After reading about the gift of the Martin Bridge to the town: "Marshfield Makes a Deal", in the Barre-Montpelier Times Argus, John Weaver contacted George Longenecker, Marshfield selectboard chairman.
Weaver, a Professional Engineer and Bridge-watch Coordinator for the Vermont Covered Bridge Society, volunteered to evaluate the bridge at no cost. The following report was sent to the Town of Marshfield Selectboard.
The overall conditions of the dry rubble masonry abutments and wings are poor. In particular, considerable (river) undermining and settlement of the northwest and southeast corners are evident. Individual stones indicate noticeable dislocation and large open gaps between stones appear in many places at both abutments.
Overflow areas in adjacent fields seem to provide some channel flow relief during flood events.
The wood superstructure demonstrates some merits: The roof seems to be tight enough to keep most of the structure dry, also, it has ample overhang and pitch. The siding is in fair condition and provides venting at roof soffit locations. The superstructure shows some evidence of repairs and maintenance over the life of the bridge and still maintains a positive camber.

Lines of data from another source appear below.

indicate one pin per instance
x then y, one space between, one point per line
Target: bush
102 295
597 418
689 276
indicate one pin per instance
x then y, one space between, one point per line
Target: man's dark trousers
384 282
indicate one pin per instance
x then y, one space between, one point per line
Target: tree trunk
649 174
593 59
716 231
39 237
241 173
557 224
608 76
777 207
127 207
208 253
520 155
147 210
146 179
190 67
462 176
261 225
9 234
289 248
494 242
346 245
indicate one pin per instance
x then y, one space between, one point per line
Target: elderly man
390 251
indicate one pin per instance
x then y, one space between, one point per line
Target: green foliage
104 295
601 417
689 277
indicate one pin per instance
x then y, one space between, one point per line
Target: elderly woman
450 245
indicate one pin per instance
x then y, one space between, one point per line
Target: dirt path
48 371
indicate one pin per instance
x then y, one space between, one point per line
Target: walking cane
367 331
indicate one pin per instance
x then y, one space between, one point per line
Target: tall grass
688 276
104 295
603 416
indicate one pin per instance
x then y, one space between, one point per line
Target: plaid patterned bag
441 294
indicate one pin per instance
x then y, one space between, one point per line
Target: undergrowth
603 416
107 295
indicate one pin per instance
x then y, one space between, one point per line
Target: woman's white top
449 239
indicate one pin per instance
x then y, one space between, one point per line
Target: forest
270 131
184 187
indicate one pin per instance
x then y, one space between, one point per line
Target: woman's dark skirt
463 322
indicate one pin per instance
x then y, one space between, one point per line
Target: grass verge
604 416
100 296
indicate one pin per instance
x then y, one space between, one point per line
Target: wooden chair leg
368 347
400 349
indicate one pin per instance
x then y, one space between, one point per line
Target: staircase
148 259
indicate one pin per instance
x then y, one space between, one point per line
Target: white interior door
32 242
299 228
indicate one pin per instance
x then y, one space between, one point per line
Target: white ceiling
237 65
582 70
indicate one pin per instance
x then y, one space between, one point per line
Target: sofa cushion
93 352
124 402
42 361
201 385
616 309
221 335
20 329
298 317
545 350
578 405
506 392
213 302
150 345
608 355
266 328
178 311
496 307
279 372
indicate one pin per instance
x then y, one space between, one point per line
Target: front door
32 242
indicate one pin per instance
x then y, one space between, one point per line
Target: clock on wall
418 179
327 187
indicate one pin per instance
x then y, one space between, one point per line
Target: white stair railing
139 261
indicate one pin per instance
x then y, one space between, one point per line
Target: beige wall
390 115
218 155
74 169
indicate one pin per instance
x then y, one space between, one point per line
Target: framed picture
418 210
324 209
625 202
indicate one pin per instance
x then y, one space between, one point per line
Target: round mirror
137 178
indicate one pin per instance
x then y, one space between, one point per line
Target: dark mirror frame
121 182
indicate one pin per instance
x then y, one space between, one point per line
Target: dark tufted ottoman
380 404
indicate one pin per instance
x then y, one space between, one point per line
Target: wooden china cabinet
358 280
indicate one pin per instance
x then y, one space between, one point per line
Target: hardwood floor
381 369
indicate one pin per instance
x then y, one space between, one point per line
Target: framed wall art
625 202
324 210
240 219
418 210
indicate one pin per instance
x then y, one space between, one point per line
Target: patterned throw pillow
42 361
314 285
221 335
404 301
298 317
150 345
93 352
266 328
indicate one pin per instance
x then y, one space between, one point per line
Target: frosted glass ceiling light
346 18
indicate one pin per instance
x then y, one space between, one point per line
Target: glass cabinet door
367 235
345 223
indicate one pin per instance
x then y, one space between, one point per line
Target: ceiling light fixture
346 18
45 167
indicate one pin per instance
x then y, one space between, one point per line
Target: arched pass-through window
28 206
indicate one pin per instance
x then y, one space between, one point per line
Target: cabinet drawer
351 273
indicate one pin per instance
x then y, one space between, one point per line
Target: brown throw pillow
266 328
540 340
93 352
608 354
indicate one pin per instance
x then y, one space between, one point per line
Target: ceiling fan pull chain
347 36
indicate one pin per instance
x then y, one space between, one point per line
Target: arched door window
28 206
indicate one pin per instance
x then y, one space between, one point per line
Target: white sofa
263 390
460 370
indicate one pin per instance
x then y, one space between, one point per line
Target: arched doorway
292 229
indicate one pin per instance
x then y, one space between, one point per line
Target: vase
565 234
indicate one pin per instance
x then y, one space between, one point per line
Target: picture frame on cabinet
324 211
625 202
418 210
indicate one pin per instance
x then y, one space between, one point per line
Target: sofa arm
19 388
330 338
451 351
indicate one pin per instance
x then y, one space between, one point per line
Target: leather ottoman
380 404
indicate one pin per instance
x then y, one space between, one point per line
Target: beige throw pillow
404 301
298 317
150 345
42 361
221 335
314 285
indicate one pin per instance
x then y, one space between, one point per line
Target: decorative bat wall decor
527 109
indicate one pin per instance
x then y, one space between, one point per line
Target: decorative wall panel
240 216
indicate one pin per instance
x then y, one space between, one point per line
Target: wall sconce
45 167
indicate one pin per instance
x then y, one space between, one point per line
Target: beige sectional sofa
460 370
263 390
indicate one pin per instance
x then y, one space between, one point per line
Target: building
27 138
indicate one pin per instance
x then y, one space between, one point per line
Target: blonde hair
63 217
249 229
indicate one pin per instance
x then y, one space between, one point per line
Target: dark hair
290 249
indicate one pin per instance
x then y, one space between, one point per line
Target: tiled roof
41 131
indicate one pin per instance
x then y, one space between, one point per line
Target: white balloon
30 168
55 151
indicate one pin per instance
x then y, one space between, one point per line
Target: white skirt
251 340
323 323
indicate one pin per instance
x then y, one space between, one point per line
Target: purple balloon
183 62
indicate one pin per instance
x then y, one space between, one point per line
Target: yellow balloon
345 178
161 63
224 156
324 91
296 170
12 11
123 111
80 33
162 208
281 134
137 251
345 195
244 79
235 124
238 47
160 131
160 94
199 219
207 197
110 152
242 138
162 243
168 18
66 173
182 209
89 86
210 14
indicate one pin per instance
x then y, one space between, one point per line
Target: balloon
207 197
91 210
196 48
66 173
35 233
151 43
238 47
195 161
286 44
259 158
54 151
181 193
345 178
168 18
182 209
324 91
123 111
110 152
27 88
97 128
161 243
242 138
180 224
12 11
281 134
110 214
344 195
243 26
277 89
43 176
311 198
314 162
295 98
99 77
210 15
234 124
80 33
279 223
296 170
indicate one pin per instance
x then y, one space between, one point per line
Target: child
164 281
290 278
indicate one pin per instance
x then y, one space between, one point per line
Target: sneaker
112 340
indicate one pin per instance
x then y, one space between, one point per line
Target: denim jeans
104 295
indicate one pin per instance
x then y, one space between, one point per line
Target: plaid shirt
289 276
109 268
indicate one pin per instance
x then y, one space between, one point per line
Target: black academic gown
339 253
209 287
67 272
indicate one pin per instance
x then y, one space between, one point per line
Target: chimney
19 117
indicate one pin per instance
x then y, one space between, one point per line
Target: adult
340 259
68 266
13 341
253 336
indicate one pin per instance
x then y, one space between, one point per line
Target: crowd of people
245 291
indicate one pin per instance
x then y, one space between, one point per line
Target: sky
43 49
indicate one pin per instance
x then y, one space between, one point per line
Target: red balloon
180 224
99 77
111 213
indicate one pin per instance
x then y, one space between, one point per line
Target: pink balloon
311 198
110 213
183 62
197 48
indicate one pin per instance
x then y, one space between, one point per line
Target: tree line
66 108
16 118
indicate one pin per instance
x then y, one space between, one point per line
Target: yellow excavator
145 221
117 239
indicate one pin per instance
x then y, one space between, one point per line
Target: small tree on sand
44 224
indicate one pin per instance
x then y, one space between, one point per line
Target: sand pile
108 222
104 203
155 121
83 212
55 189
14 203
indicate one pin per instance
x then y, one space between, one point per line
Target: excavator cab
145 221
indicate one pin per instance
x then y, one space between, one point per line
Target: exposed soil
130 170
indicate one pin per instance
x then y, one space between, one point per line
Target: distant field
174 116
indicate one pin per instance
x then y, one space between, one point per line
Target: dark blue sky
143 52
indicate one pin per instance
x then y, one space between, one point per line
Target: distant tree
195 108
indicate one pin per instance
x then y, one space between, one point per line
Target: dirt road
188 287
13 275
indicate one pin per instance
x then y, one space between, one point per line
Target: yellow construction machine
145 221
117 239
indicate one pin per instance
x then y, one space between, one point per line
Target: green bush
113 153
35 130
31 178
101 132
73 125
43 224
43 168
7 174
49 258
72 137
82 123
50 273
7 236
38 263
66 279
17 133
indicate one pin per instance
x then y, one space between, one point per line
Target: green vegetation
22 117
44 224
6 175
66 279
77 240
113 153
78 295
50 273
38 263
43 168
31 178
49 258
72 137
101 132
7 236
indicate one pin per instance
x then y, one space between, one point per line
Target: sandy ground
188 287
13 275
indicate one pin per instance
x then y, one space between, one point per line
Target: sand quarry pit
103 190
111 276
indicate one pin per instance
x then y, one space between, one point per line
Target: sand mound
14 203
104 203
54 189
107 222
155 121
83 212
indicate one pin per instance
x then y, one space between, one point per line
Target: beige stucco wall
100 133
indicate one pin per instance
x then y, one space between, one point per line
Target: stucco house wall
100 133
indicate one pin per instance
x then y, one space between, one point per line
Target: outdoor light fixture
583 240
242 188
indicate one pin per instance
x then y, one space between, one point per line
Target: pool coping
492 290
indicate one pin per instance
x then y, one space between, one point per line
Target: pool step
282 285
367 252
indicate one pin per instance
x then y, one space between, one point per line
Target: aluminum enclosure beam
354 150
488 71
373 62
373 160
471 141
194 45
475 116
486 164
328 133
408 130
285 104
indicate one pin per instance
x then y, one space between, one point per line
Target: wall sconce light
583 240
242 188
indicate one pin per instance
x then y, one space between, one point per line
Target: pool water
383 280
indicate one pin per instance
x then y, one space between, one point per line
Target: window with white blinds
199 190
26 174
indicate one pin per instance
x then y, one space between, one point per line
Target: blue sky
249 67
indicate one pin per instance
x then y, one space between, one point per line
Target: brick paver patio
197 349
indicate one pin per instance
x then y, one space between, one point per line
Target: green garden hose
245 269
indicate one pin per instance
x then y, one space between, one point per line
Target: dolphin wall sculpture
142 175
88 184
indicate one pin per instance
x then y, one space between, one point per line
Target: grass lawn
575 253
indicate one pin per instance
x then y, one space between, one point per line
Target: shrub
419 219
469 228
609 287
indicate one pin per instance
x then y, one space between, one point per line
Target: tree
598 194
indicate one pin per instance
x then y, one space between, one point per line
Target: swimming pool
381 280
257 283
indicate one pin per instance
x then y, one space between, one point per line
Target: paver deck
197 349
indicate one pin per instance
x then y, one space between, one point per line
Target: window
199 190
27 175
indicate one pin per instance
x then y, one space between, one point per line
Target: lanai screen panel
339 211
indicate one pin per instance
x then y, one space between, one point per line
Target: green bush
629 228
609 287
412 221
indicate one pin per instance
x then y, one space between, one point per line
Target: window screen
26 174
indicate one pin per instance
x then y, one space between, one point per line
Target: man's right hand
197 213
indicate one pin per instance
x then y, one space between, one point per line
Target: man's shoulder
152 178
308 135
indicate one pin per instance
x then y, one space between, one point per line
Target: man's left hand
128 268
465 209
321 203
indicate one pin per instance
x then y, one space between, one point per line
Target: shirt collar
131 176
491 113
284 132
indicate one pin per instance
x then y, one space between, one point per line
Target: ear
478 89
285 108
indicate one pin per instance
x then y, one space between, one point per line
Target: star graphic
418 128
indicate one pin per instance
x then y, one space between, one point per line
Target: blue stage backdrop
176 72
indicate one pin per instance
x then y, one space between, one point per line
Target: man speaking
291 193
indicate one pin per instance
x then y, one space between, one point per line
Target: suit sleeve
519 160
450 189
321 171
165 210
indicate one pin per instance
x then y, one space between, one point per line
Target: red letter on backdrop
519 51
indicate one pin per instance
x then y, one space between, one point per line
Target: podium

However the bottom chord indicates heavy areas of rot at the end diagonal joint locations and bearings. Due to this rot and settlements of abutment stones, the trusses have settled (distorted) and do not bear on the abutments in a satisfactory manner. The entire bridge is racking (very noticeably) toward the upstream side. Many truss joints are loose and distorted. The floor system is missing planks and the floor beams are spread very far apart. The queen posts seem to be connected to the bottom chords with metal straps - this was probably not the original design.
Judging from experience with Randall bridge in Lyndon, the cost of underpinning each abutment would be approximately $16,000. Rehabilitating the upper portions of each would probably cost the same, for a total abutment cost of $64,000. Repairing truss members, flooring, floor beams and aligning the wooden superstructure would probably cost approximately $25,000 - $30,000, for an overall total of approximately $94,000. It is recommended that all wood members on the inside of the bridge be treated with a surface application of fire retardant.
Per site visit the bridge appears to be salvable, that is, to rehabilitate it to some stable condition. However, even rehabilitated, the structure may have only somewhat limited load capacity beyond carrying its own dead load. Final use and load capacity would have to be determined by a professional engineer. For now, continued deterioration of the foundations will probably cause further distress in the wooden superstructure, leading to its eventual collapse.